La búsqueda de calificaciones fehacientes, abundantes y precisas dejo en suspenso la dimensión humana del proceso formativo. Las dispares condiciones de conexión de cada sujeto, sus realidades familiares, edilicias y económicas quedaron, en general, fuera de los elementos a considerar. Y en consecuencia, quienes no poseían más de un celular para toda la familia debió responder como quienes gozaban de un equipo propio y una conexión ininterrumpida. La diferencia entre igualdad y equidad sigue teniendo vigencia, pero es curioso que la escuela sea partícipe de esa confusión. La prioridad estadística ocupó el lugar de los intereses marcados por la empatía.

Qué diferente habría sido el recorrido si en vez de alterarse para conseguir la consigna que imposibilite el plagio, se hubiesen extremado los esfuerzos por acompañar. Fueron pocas las personas que recuperaron la dimensión emocional, de escucha, de atención genuina. Y no sólo es un lamento que podría consignarse en el listado de las oportunidades perdidas para ayudarnos a ser mejores personas, (¿acaso la escuela renunció a ese anhelo?), también es preciso recalcar que se malogró una alternativa para articular la necesidad de la información numérica que sintetice el desempeño con el sustento humano. ¿No habría sido el acompañamiento una forma para ahondar la evaluación? Si hubiésemos atendido a las carencias que soportaban en sus hogares, en los esfuerzos que realizaban para conectarse, para cumplir con los plazos, ¿no habríamos tenido un panorama más completo de desempeño de cada quién? ¿Y no es esa información el insumo básico de toda calificación?

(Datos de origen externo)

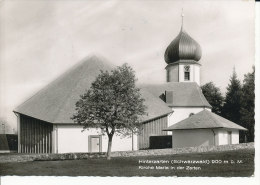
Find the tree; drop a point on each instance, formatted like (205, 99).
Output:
(113, 104)
(247, 110)
(232, 104)
(214, 96)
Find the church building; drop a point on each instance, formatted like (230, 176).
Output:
(178, 113)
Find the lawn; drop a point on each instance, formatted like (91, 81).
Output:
(230, 164)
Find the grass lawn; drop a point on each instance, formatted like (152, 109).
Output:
(130, 166)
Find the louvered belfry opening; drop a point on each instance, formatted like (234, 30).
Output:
(35, 135)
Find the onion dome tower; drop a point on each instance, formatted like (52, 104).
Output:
(182, 56)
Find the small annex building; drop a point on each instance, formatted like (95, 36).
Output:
(45, 125)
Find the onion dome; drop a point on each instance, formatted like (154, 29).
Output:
(183, 47)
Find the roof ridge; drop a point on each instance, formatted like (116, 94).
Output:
(210, 114)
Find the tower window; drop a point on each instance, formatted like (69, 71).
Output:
(186, 73)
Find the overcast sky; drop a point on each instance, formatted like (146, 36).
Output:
(39, 40)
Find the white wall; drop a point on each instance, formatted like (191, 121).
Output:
(192, 138)
(172, 73)
(194, 73)
(235, 137)
(181, 113)
(71, 139)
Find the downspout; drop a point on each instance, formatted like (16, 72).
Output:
(18, 132)
(214, 137)
(132, 141)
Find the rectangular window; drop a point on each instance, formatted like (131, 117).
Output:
(186, 76)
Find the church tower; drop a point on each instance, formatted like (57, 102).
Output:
(182, 56)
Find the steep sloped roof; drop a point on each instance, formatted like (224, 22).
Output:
(56, 102)
(202, 120)
(185, 94)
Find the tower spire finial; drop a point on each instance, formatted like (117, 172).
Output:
(182, 17)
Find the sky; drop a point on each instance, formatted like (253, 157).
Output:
(39, 40)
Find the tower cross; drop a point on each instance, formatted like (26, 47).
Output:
(182, 18)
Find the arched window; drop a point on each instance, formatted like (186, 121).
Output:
(187, 73)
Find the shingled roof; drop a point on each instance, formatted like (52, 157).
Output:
(185, 94)
(202, 120)
(56, 102)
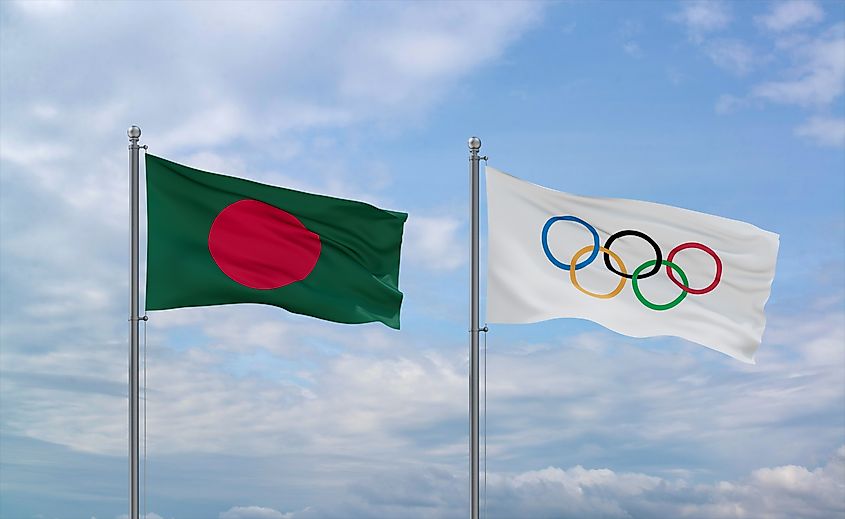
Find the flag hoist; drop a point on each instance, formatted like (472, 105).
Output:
(474, 146)
(134, 134)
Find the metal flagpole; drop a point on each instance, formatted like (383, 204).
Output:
(474, 145)
(134, 134)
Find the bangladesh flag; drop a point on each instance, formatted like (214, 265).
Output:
(215, 239)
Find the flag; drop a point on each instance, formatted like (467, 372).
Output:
(638, 268)
(215, 239)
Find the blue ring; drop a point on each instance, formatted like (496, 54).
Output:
(575, 219)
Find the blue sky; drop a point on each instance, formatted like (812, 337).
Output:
(734, 109)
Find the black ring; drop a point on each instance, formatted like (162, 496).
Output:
(630, 232)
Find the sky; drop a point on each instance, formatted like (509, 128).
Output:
(728, 108)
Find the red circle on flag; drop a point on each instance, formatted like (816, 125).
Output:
(261, 246)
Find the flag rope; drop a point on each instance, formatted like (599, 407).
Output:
(485, 329)
(145, 418)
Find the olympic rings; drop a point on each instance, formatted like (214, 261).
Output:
(570, 218)
(685, 287)
(582, 289)
(646, 302)
(631, 232)
(622, 272)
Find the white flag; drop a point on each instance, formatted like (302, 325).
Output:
(640, 269)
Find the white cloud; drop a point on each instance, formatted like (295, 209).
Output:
(633, 49)
(731, 55)
(435, 242)
(703, 16)
(773, 493)
(727, 104)
(791, 14)
(818, 75)
(254, 512)
(826, 131)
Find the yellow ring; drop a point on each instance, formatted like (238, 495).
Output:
(613, 255)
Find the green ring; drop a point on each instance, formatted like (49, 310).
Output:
(646, 302)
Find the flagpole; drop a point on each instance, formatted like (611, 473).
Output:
(134, 134)
(474, 145)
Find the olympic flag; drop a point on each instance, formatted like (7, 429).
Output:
(638, 268)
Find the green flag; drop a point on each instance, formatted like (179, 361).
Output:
(215, 239)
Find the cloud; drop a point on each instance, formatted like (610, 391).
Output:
(728, 104)
(817, 76)
(788, 15)
(826, 131)
(779, 492)
(435, 242)
(782, 492)
(254, 512)
(731, 55)
(632, 49)
(703, 16)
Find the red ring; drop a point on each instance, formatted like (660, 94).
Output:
(708, 250)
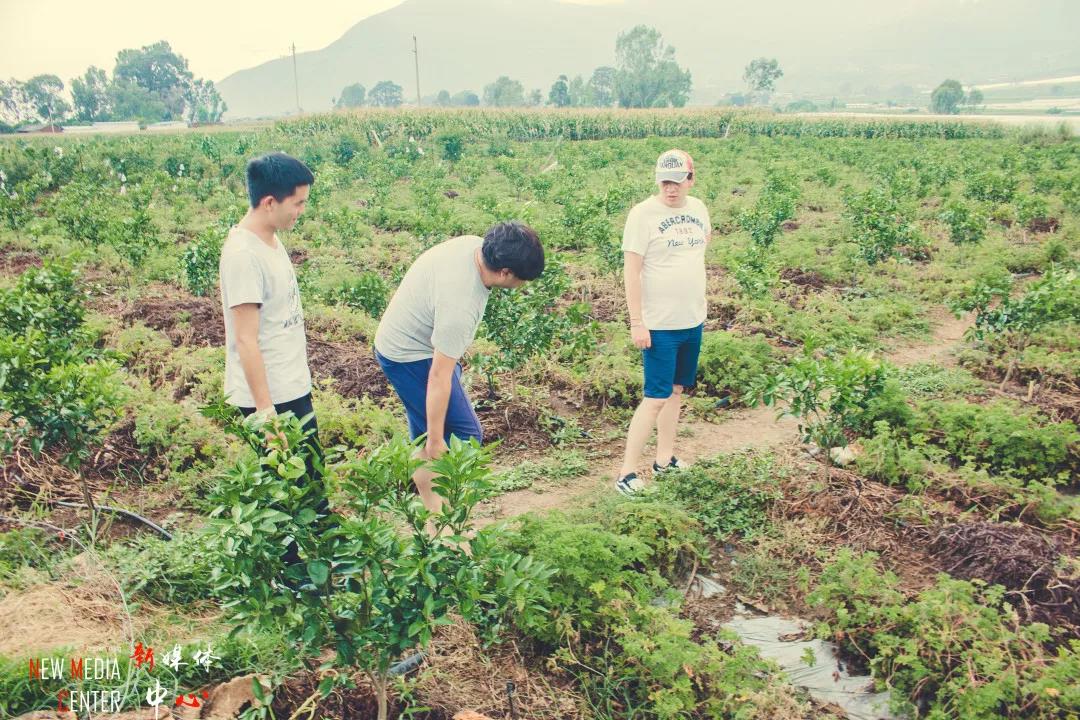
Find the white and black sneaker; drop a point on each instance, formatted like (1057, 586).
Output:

Insistir en la evaluación como garante de la eficiencia educativa, avalar el buen desempeño docente porque su planilla de notas ha sido completada en tiempo y forma, sin que importe cómo lo ha logrado, compone un horizonte de sentidos opuesto a un proyecto cultural que pretende generar las condiciones para que emerja la otredad, la solidaridad y el compromiso social. Quizás no sea tan sencilla la decisión, pero tomarla es inevitable, por acción o por omisión.